The Ministry of Justice opposes any repeal of the blasphemy law, claiming it helps stop the spread of "strife and division." However, reformers say the statute is contrary to the constitution. Additionally, the law is vague, giving judges too much discretion to issue harsh punishments.

Since Egypt's new constitution was passed in 2014, there have been many controversial prosecutions of Christians, while extremists who attacked Christian communities were allowed to act with impunity.

Earlier this month, hundreds of Muslims gathered in Qaryat Al Bayda village, south of Alexandria, and vandalized property belonging to Pastor Karas Nasr's church. Security forces didn't intervene to stop the attack, but instead arrested six Christians on accusations of planning to illegally build a church.

In 2014, there were two high-profile cases in which the blasphemy law was used against Christians. Dimyana Abd al-Nour, a 27-year-old teacher, was sentenced to six months in prison for comments she allegedly made in a history class; and 29-year-old Kirollos Shawqi Attallah was given a six-year sentence merely for "liking" a Facebook page for Christian converts. Other reports may be found at the Egypt Country Report.

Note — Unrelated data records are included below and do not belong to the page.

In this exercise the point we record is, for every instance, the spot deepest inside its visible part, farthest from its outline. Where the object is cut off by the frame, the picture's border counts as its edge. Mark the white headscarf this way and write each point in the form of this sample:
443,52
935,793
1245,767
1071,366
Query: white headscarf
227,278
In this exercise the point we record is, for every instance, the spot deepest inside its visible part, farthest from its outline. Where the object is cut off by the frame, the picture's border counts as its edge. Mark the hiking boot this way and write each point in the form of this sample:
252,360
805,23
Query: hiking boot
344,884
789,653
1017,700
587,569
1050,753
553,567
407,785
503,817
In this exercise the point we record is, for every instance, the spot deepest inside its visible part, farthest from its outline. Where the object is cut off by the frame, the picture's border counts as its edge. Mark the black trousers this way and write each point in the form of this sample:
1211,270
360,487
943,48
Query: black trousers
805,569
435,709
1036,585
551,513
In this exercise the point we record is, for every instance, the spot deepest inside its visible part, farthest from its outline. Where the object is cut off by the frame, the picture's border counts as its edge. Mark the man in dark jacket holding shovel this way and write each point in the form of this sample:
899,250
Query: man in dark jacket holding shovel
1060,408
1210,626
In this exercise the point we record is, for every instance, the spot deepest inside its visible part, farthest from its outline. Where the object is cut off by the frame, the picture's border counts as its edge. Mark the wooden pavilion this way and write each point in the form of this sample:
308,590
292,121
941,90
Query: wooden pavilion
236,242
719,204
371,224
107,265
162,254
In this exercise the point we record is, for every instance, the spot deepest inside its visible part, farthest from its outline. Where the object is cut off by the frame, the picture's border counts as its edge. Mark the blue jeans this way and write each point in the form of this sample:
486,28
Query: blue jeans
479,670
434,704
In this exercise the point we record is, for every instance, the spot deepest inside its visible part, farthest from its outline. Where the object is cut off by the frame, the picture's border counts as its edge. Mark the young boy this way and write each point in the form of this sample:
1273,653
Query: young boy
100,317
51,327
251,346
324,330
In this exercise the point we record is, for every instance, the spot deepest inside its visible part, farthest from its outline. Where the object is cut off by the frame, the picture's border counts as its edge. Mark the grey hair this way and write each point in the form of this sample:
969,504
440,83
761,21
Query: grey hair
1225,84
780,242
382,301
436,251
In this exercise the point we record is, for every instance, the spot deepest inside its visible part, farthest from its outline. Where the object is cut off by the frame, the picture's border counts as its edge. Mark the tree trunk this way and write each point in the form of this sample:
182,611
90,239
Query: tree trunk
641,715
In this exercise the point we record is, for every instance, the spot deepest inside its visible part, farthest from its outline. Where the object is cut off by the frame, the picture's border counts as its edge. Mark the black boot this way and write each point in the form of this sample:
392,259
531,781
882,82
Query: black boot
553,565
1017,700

Please pray that the blasphemy law will be repealed, and that the government of Egyptian President Abdel Fattah al-Sisi will choose to support freedom of religion. Uphold all who are being unjustly imprisoned in Egypt at this time, asking the Lord to grant them the strength they need to endure until their release. Continue to pray for the protection of Pastor Karas and his congregation, especially those who have been arrested and falsely accused.